AstraZeneca ograniczona. Polska idzie śladem Niemiec
Rozgraniczenie wiekowe w przypadku szczepionki AstraZeneca to autonomiczna decyzja polskiego rządu. W oficjalnym oświadczeniu EMA oznajmiła bowiem, że preparat europejskiej produkcji mogą przyjmować osoby powyżej 18. roku życia. Nie wskazano, jakoby szczepionka miała być mniej skuteczna w przypadku seniorów.

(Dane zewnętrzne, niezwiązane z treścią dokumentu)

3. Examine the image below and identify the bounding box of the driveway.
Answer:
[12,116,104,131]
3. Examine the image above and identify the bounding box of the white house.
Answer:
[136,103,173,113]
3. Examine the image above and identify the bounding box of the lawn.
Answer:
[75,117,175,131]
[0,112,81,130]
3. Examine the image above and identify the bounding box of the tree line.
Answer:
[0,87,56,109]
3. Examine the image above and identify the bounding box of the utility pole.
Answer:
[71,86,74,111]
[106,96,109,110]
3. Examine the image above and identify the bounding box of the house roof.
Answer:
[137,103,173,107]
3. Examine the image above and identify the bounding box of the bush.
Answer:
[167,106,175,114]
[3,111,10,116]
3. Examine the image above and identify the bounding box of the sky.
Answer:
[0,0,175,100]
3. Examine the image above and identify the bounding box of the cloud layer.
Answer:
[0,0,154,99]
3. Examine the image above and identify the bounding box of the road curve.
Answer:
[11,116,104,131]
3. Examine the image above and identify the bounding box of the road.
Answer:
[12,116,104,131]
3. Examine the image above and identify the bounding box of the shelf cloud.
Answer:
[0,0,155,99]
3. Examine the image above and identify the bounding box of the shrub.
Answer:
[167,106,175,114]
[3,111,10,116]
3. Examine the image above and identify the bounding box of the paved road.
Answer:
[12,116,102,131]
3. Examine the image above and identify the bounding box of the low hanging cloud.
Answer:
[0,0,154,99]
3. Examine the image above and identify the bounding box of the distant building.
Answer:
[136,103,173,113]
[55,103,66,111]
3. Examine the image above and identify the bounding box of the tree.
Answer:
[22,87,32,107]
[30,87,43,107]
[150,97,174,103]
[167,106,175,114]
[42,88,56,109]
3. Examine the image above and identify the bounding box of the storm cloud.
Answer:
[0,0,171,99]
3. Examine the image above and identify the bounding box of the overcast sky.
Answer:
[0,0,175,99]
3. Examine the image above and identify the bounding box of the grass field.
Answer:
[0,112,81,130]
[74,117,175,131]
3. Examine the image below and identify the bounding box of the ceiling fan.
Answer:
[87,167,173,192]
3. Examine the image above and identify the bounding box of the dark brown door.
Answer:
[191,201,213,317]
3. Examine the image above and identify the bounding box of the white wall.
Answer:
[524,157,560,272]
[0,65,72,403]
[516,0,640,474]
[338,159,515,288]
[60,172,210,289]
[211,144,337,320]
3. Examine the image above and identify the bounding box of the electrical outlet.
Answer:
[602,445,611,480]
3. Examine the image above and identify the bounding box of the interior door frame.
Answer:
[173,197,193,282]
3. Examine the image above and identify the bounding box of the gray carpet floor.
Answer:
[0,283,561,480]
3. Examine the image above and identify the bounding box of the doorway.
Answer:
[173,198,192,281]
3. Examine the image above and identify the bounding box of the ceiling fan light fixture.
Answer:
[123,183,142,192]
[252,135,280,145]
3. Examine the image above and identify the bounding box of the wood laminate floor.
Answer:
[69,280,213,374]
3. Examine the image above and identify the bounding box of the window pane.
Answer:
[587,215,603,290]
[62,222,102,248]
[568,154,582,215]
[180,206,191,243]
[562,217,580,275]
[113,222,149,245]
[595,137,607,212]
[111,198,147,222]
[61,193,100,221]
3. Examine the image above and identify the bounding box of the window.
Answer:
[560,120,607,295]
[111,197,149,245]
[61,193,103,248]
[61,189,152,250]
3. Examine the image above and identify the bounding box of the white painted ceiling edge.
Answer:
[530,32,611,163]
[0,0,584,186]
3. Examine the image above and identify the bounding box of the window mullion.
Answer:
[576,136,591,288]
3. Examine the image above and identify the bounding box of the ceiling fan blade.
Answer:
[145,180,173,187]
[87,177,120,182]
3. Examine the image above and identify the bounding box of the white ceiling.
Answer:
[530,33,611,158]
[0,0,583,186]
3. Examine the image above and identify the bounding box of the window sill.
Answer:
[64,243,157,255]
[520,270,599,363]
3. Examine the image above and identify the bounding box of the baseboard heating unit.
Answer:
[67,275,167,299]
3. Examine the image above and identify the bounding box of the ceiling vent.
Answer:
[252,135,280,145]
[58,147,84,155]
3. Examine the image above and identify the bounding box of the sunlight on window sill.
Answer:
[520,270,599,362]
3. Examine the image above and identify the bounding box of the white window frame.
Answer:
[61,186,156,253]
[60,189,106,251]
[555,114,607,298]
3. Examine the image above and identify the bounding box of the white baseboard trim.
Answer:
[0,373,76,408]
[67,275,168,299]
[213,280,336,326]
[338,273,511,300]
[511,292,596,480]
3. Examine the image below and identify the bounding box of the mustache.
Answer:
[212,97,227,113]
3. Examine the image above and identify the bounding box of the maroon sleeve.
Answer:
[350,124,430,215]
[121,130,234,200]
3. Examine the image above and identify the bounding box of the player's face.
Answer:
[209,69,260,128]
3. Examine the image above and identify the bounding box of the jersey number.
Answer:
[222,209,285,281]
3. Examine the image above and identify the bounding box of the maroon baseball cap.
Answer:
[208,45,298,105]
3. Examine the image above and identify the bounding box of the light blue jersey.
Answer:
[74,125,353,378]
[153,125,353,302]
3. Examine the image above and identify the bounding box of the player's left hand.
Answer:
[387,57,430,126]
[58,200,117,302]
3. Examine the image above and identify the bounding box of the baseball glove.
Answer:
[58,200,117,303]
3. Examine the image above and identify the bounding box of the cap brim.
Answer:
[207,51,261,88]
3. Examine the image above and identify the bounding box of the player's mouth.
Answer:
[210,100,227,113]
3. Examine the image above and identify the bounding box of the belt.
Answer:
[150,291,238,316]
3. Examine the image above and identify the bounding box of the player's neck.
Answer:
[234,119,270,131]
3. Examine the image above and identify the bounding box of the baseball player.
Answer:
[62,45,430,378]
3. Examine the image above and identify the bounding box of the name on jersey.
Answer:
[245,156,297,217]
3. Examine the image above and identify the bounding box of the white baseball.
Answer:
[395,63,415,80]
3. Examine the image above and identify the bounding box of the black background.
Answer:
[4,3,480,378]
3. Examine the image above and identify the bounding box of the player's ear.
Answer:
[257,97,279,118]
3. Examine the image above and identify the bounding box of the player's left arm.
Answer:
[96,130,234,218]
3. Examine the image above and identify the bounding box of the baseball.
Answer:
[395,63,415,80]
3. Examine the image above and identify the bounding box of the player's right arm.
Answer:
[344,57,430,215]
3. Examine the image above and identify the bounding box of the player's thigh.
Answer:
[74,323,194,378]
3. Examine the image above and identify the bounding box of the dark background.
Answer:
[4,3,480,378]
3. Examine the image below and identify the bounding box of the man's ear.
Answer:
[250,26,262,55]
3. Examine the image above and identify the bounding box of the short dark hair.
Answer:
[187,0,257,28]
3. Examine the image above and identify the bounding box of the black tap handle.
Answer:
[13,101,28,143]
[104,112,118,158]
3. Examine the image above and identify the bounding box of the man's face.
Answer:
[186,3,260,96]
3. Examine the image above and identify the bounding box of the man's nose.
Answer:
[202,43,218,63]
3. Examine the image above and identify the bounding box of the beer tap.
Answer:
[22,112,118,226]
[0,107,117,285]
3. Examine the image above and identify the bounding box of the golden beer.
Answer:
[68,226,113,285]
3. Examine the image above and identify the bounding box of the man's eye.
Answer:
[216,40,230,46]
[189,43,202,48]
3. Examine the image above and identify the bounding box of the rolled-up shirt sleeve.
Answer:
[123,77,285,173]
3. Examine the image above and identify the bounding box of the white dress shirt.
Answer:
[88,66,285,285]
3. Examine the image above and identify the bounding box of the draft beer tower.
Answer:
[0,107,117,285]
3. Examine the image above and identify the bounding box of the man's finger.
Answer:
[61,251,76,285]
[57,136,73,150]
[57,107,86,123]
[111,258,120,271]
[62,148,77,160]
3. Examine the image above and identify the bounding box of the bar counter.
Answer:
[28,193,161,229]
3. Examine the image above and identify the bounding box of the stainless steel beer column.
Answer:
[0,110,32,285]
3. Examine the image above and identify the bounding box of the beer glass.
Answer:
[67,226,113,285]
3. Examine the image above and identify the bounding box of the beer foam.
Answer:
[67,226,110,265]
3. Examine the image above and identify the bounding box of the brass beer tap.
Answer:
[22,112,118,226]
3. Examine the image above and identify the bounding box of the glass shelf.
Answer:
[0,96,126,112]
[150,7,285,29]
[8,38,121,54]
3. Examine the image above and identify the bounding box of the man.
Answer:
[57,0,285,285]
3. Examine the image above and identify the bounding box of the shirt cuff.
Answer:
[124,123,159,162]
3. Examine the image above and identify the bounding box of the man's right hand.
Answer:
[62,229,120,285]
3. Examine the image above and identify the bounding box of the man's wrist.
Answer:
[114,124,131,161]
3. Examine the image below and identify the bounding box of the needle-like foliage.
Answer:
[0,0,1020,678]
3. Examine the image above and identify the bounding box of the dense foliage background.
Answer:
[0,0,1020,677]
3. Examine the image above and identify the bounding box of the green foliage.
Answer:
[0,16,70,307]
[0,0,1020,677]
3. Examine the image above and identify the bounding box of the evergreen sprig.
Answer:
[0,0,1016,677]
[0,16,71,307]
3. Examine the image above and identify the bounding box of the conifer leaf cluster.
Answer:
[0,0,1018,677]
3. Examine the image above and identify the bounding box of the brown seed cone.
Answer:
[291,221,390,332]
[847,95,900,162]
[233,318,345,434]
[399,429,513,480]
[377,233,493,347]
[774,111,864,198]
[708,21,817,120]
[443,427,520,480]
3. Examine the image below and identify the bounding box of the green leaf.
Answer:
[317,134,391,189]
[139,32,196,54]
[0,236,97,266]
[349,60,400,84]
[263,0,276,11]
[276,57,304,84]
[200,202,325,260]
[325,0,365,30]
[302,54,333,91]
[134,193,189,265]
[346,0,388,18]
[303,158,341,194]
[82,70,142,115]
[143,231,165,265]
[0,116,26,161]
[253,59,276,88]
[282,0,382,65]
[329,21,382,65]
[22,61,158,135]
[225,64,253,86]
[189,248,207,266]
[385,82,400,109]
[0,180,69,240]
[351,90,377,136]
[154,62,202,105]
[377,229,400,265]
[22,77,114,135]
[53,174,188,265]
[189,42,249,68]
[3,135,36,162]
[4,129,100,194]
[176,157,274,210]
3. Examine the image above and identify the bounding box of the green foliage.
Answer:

Mimo tego na ograniczenia zdecydowali się także Niemcy . Deutsche Welle donosi, że Komisja ds. szczepionek Instytutu im. Roberta Kocha (RKI) rekomenduje podawanie szczepionek AstraZeneca osobom do 65. roku życia. Powodem tej decyzji są niewystarczające dane pozwalające na ocenę skuteczności działania preparatu u osób starszych.